From 172.18.0.2 icmp_seq=1 Destination Host Unreachable
From 172.18.0.2 icmp_seq=2 Destination Host Unreachable
--- 172.18.0.3 ping statistics ---
2 packets transmitted, 0 received, +2 errors, 100% packet loss, time 1000ms
docker0/mynetwork relationships on the host (example):
# brctl show
bridge name bridge id STP enabled interfaces
br-3231f89d69f6 8000.02429722a5f9 no veth2fa4c50
docker0 8000.024244e874e8 no vethc7cd982
vethd3d0c18
Each running container contributes one veth peer that is enslaved to the appropriate Linux bridge.
2.2 Attach a VXLAN device to each Docker bridge
Create a VXLAN interface per host for a shared VNI, then enslave it to the custom Docker bridge. Frames from containers hitting the bridge can traverse the overlay via the VXLAN port.
On vm1:
# ip link add vxlan_docker type vxlan id 200 remote 172.31.0.107 dstport 4789 dev eth0
# ip link set vxlan_docker up
# brctl addif br-3231f89d69f6 vxlan_docker
# # Alternatively (modern):
# ip link set vxlan_docker master br-3231f89d69f6
On vm2:
# ip link add vxlan_docker type vxlan id 200 remote 172.31.0.106 dstport 4789 dev eth0
# ip link set vxlan_docker up
# brctl addif br-f4b35af34313 vxlan_docker
# # Alternatively:
# ip link set vxlan_docker master br-f4b35af34313
Validate cross-host connectivity from vm1’s container:
# docker exec -it 16bbaeaaebfc ifconfig eth0
eth0: flags=4163<UP,BROADCAST,RUNNING,MULTICAST> mtu 1500
inet 172.18.0.2 netmask 255.255.0.0 broadcast 172.18.255.255
ether 02:42:ac:12:00:02 txqueuelen 0 (Ethernet)
RX packets 3431 bytes 19230266 (18.3 MiB)
RX errors 0 dropped 0 overruns 0 frame 0
TX packets 2132 bytes 141908 (138.5 KiB)
TX errors 0 dropped 0 overruns 0 carrier 0 collisions 0
# docker exec -it 16bbaeaaebfc ping 172.18.0.3 -c 2
PING 172.18.0.3 (172.18.0.3) 56(84) bytes of data.
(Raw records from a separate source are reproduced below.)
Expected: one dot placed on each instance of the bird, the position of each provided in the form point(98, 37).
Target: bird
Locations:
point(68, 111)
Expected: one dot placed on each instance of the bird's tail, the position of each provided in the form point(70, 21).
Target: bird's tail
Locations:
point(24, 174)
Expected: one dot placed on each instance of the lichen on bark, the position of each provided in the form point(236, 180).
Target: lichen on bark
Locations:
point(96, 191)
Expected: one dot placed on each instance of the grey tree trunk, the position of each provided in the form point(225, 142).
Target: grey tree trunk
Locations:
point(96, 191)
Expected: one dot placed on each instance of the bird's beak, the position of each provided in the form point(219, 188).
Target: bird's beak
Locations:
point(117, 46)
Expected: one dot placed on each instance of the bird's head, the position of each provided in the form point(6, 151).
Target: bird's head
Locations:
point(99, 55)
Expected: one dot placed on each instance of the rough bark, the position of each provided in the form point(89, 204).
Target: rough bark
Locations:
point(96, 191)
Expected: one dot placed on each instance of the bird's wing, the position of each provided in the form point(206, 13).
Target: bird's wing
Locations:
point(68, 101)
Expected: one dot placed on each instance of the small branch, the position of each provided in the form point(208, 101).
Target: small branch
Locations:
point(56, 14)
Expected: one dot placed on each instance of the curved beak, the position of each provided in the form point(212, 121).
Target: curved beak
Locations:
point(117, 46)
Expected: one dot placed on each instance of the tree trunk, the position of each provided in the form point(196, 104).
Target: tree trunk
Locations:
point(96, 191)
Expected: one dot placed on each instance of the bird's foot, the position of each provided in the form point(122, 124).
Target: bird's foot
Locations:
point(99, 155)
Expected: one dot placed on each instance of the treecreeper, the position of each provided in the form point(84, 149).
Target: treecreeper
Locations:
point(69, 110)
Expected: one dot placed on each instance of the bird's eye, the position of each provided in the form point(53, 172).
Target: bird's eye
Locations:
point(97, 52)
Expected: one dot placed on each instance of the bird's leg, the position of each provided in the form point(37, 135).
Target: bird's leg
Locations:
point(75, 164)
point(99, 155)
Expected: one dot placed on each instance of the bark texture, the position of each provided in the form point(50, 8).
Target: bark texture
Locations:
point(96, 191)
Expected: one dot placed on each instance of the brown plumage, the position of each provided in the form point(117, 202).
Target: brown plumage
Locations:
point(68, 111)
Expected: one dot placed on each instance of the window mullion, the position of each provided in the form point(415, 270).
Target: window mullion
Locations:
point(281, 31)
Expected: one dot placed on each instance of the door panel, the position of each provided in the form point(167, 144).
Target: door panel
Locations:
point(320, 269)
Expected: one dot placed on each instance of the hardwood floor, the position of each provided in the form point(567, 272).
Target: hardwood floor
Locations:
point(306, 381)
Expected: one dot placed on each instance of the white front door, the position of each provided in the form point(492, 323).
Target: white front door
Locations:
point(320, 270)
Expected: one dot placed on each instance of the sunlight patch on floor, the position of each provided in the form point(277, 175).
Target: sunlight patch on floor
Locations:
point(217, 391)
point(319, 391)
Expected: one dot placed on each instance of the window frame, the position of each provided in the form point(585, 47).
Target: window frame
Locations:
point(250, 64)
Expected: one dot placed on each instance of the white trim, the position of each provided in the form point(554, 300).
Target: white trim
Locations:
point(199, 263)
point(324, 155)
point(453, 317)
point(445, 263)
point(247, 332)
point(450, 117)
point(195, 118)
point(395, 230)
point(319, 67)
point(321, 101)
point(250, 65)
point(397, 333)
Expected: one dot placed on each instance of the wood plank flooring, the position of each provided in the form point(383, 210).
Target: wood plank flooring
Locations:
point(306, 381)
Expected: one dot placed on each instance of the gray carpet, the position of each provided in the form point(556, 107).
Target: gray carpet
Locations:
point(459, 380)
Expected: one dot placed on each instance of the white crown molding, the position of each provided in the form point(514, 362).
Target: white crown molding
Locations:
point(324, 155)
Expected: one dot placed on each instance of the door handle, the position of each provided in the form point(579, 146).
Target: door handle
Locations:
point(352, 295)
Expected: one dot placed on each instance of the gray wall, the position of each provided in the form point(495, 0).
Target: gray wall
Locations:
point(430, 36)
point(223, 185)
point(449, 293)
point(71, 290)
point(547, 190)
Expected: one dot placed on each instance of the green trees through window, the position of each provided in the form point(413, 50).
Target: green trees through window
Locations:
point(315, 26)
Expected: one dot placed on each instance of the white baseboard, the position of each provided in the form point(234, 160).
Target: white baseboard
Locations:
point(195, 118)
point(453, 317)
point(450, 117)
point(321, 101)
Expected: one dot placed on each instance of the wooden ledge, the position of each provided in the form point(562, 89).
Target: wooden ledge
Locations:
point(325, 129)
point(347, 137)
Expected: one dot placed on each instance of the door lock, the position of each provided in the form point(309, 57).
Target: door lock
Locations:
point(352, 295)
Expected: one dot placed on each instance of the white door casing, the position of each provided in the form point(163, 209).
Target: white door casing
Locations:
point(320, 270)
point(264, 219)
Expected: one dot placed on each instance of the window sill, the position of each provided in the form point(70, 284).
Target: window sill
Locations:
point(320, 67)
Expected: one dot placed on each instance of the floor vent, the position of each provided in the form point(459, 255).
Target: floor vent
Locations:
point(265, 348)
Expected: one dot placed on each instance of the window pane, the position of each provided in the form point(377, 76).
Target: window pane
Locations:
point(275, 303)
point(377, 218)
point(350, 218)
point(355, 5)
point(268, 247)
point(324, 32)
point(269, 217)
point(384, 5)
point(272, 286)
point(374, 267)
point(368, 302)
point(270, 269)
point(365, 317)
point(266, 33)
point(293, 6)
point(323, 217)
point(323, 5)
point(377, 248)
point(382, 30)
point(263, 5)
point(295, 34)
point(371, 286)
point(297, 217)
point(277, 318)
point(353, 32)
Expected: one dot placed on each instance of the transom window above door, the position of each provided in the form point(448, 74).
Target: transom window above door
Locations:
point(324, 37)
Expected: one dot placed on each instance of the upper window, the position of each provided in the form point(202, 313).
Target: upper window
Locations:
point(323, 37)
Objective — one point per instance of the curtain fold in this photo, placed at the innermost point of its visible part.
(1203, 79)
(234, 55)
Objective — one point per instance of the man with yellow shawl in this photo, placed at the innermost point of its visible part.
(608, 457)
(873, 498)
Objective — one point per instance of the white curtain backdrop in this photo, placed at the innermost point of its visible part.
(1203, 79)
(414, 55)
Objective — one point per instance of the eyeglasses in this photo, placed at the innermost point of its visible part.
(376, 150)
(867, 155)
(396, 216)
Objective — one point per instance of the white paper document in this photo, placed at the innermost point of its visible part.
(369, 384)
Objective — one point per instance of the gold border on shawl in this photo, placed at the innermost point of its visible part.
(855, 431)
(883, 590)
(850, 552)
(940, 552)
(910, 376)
64 bytes from 172.18.0.3: icmp_seq=1 ttl=64 time=0.544 ms
64 bytes from 172.18.0.3: icmp_seq=2 ttl=64 time=0.396 ms
--- 172.18.0.3 ping statistics ---
2 packets transmitted, 2 received, 0% packet loss, time 1001ms
rtt min/avg/max/mdev = 0.396/0.470/0.544/0.074 ms
# docker exec -it 16bbaeaaebfc ping 172.18.0.1 -c 2
PING 172.18.0.1 (172.18.0.1) 56(84) bytes of data.
64 bytes from 172.18.0.1: icmp_seq=1 ttl=64 time=0.072 ms
64 bytes from 172.18.0.1: icmp_seq=2 ttl=64 time=0.072 ms
--- 172.18.0.1 ping statistics ---
2 packets transmitted, 2 received, 0% packet loss, time 999ms
rtt min/avg/max/mdev = 0.072/0.072/0.072/0.000 ms
The RTT to the peer cotnainer reflects underlay traversal, while RTT to the bridge gateway (same host) reflects local stack processing.